# Massoth Navigator 128 Speed Steps Question



## wolfetrac (Dec 24, 2010)

Hello, I was wondering if Massoth Navigators will actually do 128 speeds steps? When I change the setting to 128 on mine, it will speed step as follows: 4, 8, 12, 16, 20, 24. You get the drift. On 14 or 28, it goes 1,2,3,4,etc. Is there a setting that I can change to get a true 128 speed steps or is the potentiometer not capable of such fine increments? Any help would be great. BTW, I use a Piko Cental Station and a Massoth Wireless USA Receiver2. Not the new 2.4G.


----------



## LGB333$$$$ (Oct 11, 2017)

wolfetrac said:


> Hello, I was wondering if Massoth Navigators will actually do 128 speeds steps? When I change the setting to 128 on mine, it will speed step as follows: 4, 8, 12, 16, 20, 24. You get the drift. On 14 or 28, it goes 1,2,3,4,etc. Is there a setting that I can change to get a true 128 speed steps or is the potentiometer not capable of such fine increments? Any help would be great. BTW, I use a Piko Cental Station and a Massoth Wireless USA Receiver2. Not the new 2.4G.
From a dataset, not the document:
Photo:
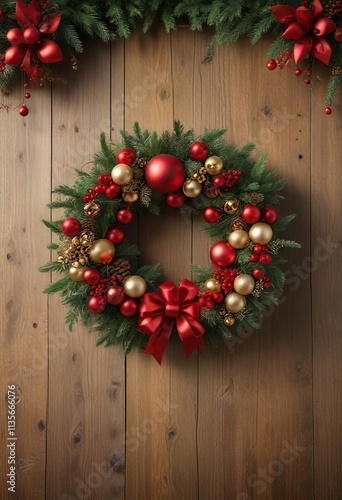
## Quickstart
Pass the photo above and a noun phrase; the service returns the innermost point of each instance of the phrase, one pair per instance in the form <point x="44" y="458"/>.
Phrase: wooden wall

Yes, you hold down M2 for several seconds to get the screen for setting the speed steps..........14, 28, or 128. Then go through the rest of the screens making your selections and then Save. Back at your Main screen, if you selected 128, it should show 128 in the left-side line under the loco's picture. 

If you can't get it to work, you may need to update your Navigator's firmware. You'll need either a Massoth PC Programming Module or a Massoth DiMax 1210z Command Station to do it.


----------



## Dan Pierce (Jan 2, 2008)

If using the Navigator on the LGB MTS III, they only do 14 and 28 steps with the navigator.


----------



## LGB333$$$$ (Oct 11, 2017)

Dan Pierce said:


> If using the Navigator on the LGB MTS III, they only do 14 and 28 steps with the navigator.


True statement, but the OP uses a Piko DCC Central Station.


----------



## Dan Pierce (Jan 2, 2008)

Oops missed the piko reference. Hopefully my comment will remind people that read this with the MTSIII system will remember the restrictions.


----------